Soul Electronics
- Formerly: Signeo USA
- Company type: Private
- Industry: Consumer electronics
- Founded: 2010
- Headquarters: Hong Kong
- Products: Headphones; earbuds; speakers;
- Website: soulnation.com

= Soul Electronics =

Audio equipment company

Soul Electronics (stylized as SOUL Electronics or simply SOUL) is an audio equipment company. Founded in 2010, it produces various lines of wireless, Bluetooth-enabled headphones, earbuds, and speakers.

==History==

Soul Electronics was founded in 2010. The entity was originally known as Signeo USA, an American subsidiary of the Hong Kong-based Signeo Design International. In January 2011 at that year's Consumer Electronics Show (CES), the company introduced SOUL by Ludacris, a line of headphones designed in collaboration with the rapper, Ludacris. The line featured five different pairs of headphones, which were released to the public later in 2011. By that time, the company had become known as Soul Electronics.

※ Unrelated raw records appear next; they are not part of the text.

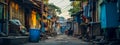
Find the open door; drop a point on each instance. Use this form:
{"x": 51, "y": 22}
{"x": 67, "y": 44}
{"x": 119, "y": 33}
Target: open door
{"x": 3, "y": 20}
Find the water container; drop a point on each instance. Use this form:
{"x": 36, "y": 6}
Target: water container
{"x": 34, "y": 35}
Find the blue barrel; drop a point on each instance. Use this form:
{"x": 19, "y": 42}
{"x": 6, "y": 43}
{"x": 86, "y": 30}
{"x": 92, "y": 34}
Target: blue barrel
{"x": 34, "y": 35}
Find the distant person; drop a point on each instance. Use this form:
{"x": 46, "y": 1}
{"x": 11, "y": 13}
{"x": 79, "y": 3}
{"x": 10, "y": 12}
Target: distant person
{"x": 58, "y": 28}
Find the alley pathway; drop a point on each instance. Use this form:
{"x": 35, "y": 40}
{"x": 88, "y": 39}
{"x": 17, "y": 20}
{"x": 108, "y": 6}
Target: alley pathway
{"x": 61, "y": 40}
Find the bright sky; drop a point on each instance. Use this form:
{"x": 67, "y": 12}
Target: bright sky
{"x": 64, "y": 5}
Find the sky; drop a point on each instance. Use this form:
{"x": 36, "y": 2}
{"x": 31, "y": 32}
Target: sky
{"x": 64, "y": 5}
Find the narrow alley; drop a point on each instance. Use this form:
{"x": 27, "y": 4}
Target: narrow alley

In 2012, Soul Electronics partnered with sprinter, Usain Bolt, on the design of a new line of headphones and earbuds designed to be used while running or exercising. In the following two years, the company entered into a number of other sponsored partnerships with athletes, including Brendan Schaub, Tim Tebow, and Alex Fowler. In 2015, the company introduced the Combat+ Sync headphones which came with a built-in walkie-talkie feature. At CES 2018, the company introduced a new artificial intelligence feature in its "Run Free Pro Bio" and "Blade" models that would offer users live, in-ear coaching while running.

In 2019, the company introduced four new products: the Ultra Wireless over-ear headphones, the ST-XX wireless earbuds, the ST-XS2 wireless earphones, and the S-Storm portable Bluetooth speaker. Four additional earbud and earphone lines were released in 2020, including SYNC Pro, the SYNC ANC (active noise-canceling), S-Fit, and S-Gear.

In 2023, the company introduced their first open-ear style headphones called the Openear Series which include Openear 2, Openear Plus, Openear S-Clip and Openear S-Free.

==Products==

Soul Electronics produces a number of audio products, generally targeted at runners and other consumers who exercise. Its current products include the Ultra Wireless over-ear headphones, the S-Storm portable speaker, and a number of earbud and earphone lines. The company's higher-end earbuds include the SYNC Pro and SYNC ANC. Both of these options come with dual microphones, touch features, and longer battery life than other Soul models. The latter also features active-noise canceling. Its mid-range earbuds include the ST-XX and ST-XS2 which are water-resistant and have touch features. Lower-end models include the S-Fit and S-Gear, which are water-resistant and marketed as an affordable option for runners. All Soul products are Bluetooth compatible.